Yes! We, the people who stand in solidarity with the struggling people of this country who are fighting to protect their land, livelihood and ecology, we have funded their destruction. As people who have and are fighting against Adani Group or Ambani or Jindal or TATA, we continue to fund their ports, airports, and mining projects! Not directly, maybe but through our banks, our mutual funds, LIC policies – through our savings and deposits!

Since early 2000s commercial banks have been engaged in lending to big businesses and industries. The global recession of 2008, cases of frauds against the banks and evergreening of corporate loans etc. – all resulted in the NPA crisis that threatened the very survival of banks. Since 2014, Rs. 8 Lakh crore (as of 2021) has been written off and yet the NPA stood at Rs. 10 Lakh crore (as of 2021). Not only that the banks have lent to destructive projects with the people’s deposits without any accountability, but has done so without any due diligence, increasing the risks to our savings. Worse is when these losses were once again tried to be forced on the public again through service charges and reduced rate of interests on savings etc.

While we rightfully demand that the public banks should focus on small scale and retail loans or on the priority sectors, we cannot deny the reality that the public sector banks are being pushed to the path of a development bank that focuses on project finance. It is in this context that we demand that the banks and all Indian financial institutions should have an Environment and Social Safeguard Policy.

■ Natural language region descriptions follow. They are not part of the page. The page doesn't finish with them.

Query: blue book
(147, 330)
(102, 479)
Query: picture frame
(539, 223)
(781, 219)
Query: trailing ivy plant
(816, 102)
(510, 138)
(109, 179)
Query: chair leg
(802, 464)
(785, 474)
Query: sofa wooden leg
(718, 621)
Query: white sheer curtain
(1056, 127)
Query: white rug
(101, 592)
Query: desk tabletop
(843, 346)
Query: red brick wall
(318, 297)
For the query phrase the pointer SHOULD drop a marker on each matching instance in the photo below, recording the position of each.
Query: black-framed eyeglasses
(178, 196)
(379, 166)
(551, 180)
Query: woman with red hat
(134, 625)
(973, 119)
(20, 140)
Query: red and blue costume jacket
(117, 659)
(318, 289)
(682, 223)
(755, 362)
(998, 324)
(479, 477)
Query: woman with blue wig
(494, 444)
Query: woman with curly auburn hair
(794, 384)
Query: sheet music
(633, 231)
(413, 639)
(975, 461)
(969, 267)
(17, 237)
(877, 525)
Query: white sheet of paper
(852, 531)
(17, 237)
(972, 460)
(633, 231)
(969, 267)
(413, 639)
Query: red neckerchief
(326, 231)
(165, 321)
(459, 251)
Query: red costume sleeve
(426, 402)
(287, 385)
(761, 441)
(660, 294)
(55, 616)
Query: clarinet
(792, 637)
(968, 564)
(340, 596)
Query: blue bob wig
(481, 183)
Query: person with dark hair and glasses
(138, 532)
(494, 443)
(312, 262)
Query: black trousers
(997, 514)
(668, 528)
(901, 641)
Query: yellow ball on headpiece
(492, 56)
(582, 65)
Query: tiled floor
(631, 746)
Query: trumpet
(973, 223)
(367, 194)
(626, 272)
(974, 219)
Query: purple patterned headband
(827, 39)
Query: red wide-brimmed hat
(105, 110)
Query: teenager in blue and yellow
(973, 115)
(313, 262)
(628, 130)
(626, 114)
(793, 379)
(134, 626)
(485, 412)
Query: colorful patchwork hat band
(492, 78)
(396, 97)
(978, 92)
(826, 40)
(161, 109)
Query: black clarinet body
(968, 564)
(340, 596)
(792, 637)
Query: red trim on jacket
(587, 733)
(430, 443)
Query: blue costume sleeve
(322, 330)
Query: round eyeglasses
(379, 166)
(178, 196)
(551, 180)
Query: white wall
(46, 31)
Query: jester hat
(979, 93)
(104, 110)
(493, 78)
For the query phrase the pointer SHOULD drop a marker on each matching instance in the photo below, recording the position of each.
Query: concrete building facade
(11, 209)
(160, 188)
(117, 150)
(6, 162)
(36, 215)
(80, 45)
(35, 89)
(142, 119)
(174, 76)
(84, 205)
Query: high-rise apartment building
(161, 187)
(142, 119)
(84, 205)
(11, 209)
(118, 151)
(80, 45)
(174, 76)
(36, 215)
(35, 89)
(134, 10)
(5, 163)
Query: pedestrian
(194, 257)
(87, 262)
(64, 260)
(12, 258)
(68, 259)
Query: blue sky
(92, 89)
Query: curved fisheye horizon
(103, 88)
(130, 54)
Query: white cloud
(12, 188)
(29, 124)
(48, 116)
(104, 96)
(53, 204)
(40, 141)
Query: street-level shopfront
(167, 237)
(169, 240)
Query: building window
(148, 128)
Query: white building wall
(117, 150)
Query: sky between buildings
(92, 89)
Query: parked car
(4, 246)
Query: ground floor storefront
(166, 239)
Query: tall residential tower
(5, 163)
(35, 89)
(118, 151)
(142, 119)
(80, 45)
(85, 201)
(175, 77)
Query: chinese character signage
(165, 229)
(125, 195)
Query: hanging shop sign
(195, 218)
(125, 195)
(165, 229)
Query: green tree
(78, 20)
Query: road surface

What is needed is safeguard policies that are set in the Indian context, taking into account the realities of the social, economic & environment into the policy itself! It has to be a policy that is put through consultations with the communities that have been and are likely to be affected by such projects. The demand for safeguard policy does not in any way mean that it is an acceptance of the developmental model that is being pushed, but it is only yet another tool in the hands of the people to fight against the financial institutions & companies that destroys lives, livelihood & ecology, to hold them accountable.